“Joy is what happens to us when we allow ourselves to recognize how good things really are.” -Marianne Williamson
Every now and then, I ask Tiny Buddha Facebook friends to share things they're grateful for. I do this because I know that I sometimes forget how many things I've valued and appreciated throughout the course of my day–especially if I feel I've dealt with a lot of stresses and worries.
It can happen to any of us: Even one especially difficult encounter or situation can overpower all the good things if we're not deliberate about recognizing them, and realizing how fortunate we really are.
Psychologists refer to this as negativity bias–the phenomenon by which we give more weight to negative experiences than positive ones. It's an evolutionary development from a time when everyday threats could be matters of life-or-death. According to neuropsychologist Rich Hanson, “the brain is like Velcro to negative experiences and Teflon to positive ones.”
It's when you move into a new house, and even though almost everything went smoothly, you can't stop feeling annoyed about that one vase the movers chipped. Or you have a fantastic interview, but you can't stop obsessing about that one question you didn't answer as well as you could have.
In short, we sometimes fixate on the bad things–judging them, rehashing them, maybe even reliving them. It generally comes down to fear of pain, and more specifically, loss.

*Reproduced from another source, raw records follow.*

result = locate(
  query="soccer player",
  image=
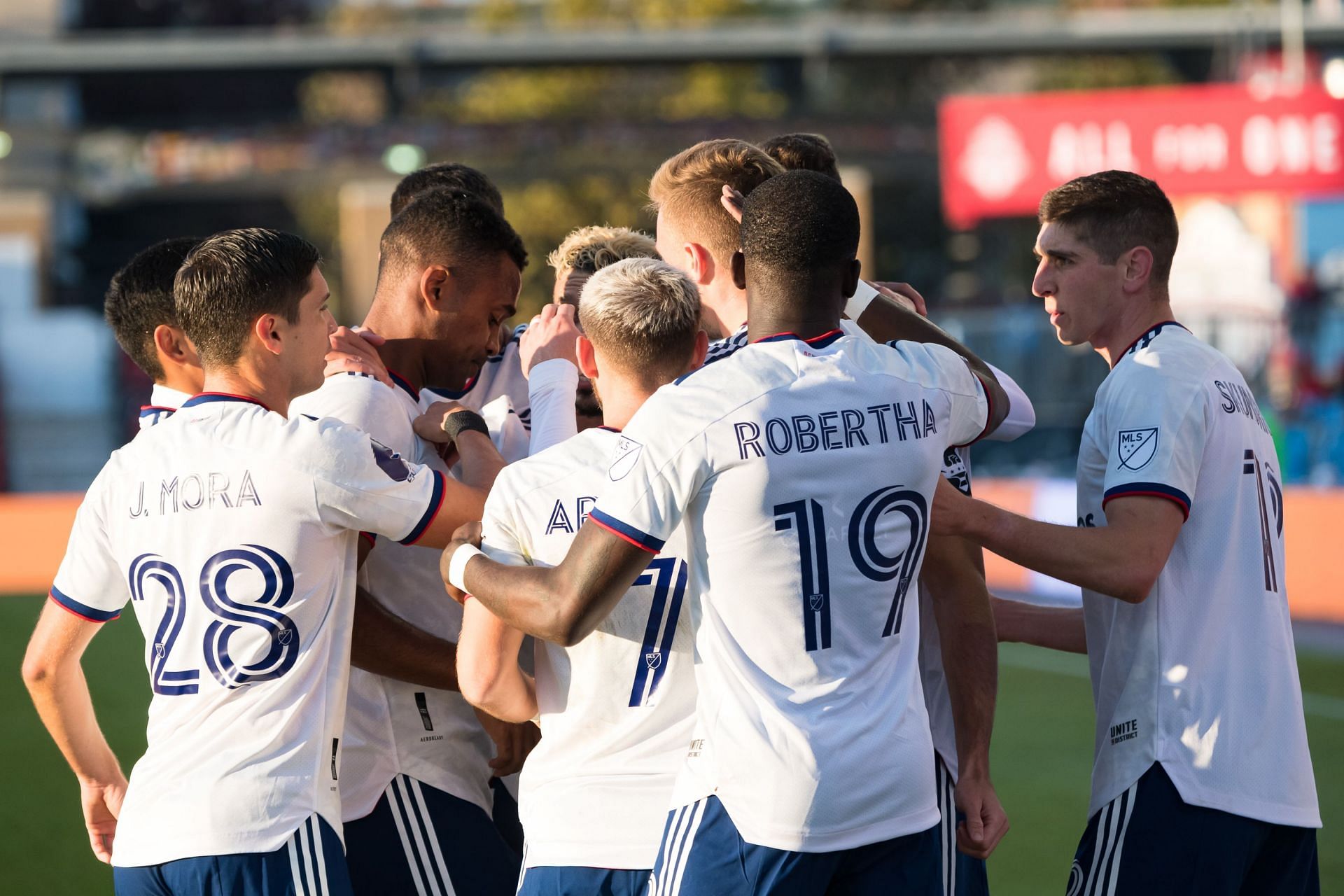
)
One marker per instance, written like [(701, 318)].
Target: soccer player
[(139, 309), (809, 766), (616, 708), (1202, 780), (416, 790), (562, 400), (232, 531)]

If we can become aware of what's going on in our brains, we can actively choose to recognize how few real threats there are, and then create positive feelings by honoring all the good things we sometimes take for granted.
The reality is that there is often more right than wrong with our lives. There are people looking out for us. There are needs that are consistently met. There are pleasures that we often get to enjoy. It's not a perfect world, but there's a lot of beauty, if only we're willing to see and appreciate it.
Look around today. Choose to see the good things. And don't let the tiny things that went wrong detract from your pleasure. Joy isn't just knowing that you should be grateful for your blessings–it's allowing yourself to actually enjoy them.